OPINION / OBSERVER
Trump administration rolls out major AI plan: overt layout, hidden agendas
Published: Jul 25, 2025 08:58 PM


President Donald Trump holds a signed executive order regarding permitting for AI infrastructure after speaking during an AI summit at the Andrew W. Mellon Auditorium, Wednesday, July 23, 2025, in Washington.?Photo: VCG

President Donald Trump holds a signed executive order regarding permitting for AI infrastructure after speaking during an AI summit at the Andrew W. Mellon Auditorium, Wednesday, July 23, 2025, in Washington.?Photo: VCG

The US government released its AI Action Plan on Wednesday, laying out over 90 concrete recommendations, spanning technological innovation, application development and global rule-making in AI. The plan is viewed as a significant policy directive in the AI field. Li Yan, director of the Institute of Sci-Tech and Cyber Security Studies at the China Institutes of Contemporary International Relations, believes that the AI Action Plan is an "overt scheme with hidden agendas."

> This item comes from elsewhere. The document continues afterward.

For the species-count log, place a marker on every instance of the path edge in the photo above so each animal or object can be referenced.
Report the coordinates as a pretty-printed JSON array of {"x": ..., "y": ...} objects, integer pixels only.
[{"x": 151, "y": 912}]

In what sense is it an "overt scheme"? First, the formulation of this report has followed a very public process. To push the plan, the Trump administration invited opinions from a broad spectrum of society and even published over 10,000 public comments it received in response to the request. This was aimed at forging domestic consensus, such as balancing the competition with China and the impact on the global market of export controls. Second, it was to test the waters for the policy and to ease the pressure by testing the reaction of all parties in advance to issues such as the adjustment of chip export controls.

Second, before the formal release of this plan on paper, the US had already begun executing its AI strategy in practice. Certain cases, including the return of NVIDIA's H20 chip to the Chinese market, exemplify the US' accelerated efforts to shape and lead the global AI ecosystem. On the other hand, under the Stargate Initiative, the US is expanding AI infrastructure and market layouts globally. In this sense, the AI Action Plan is more of a "final announcement."

According to Li, the reason why this "overt strategy" can be said to contain "hidden agendas" is due to some "new" content, such as the policy on AI models' "value neutrality." The US government requires federally procured large language models to be "objective and free from top-down ideological bias," while claiming to study whether Chinese AI models are under so-called "censorship" from the Chinese government. 

This appears to be a classic case of deflecting attention and shifting blame. AI chatbot Grok recently faced bans in some countries over racially offensive comments - even including insults to foreign leaders. These controversies undoubtedly challenge the Trump administration's AI deregulatory agenda and hamper the international rollout of American AI models. It is in this light that the US government responded to the issue of the so-called AI values in the AI Action Plan.

There is also the policy that encourages "open source," but, in fact, pushes open source domestically and closed source globally to maintain the US' so-called technological leadership.

However, the actual effect of the AI Action Plan is affected by a number of factors. For instance, at home, the problems of regulatory synergies, energy and data bottlenecks need to be addressed, while externally, it depends on whether relevant countries will accept a US-dominated ecosystem. Only time will tell how the plan will roll out.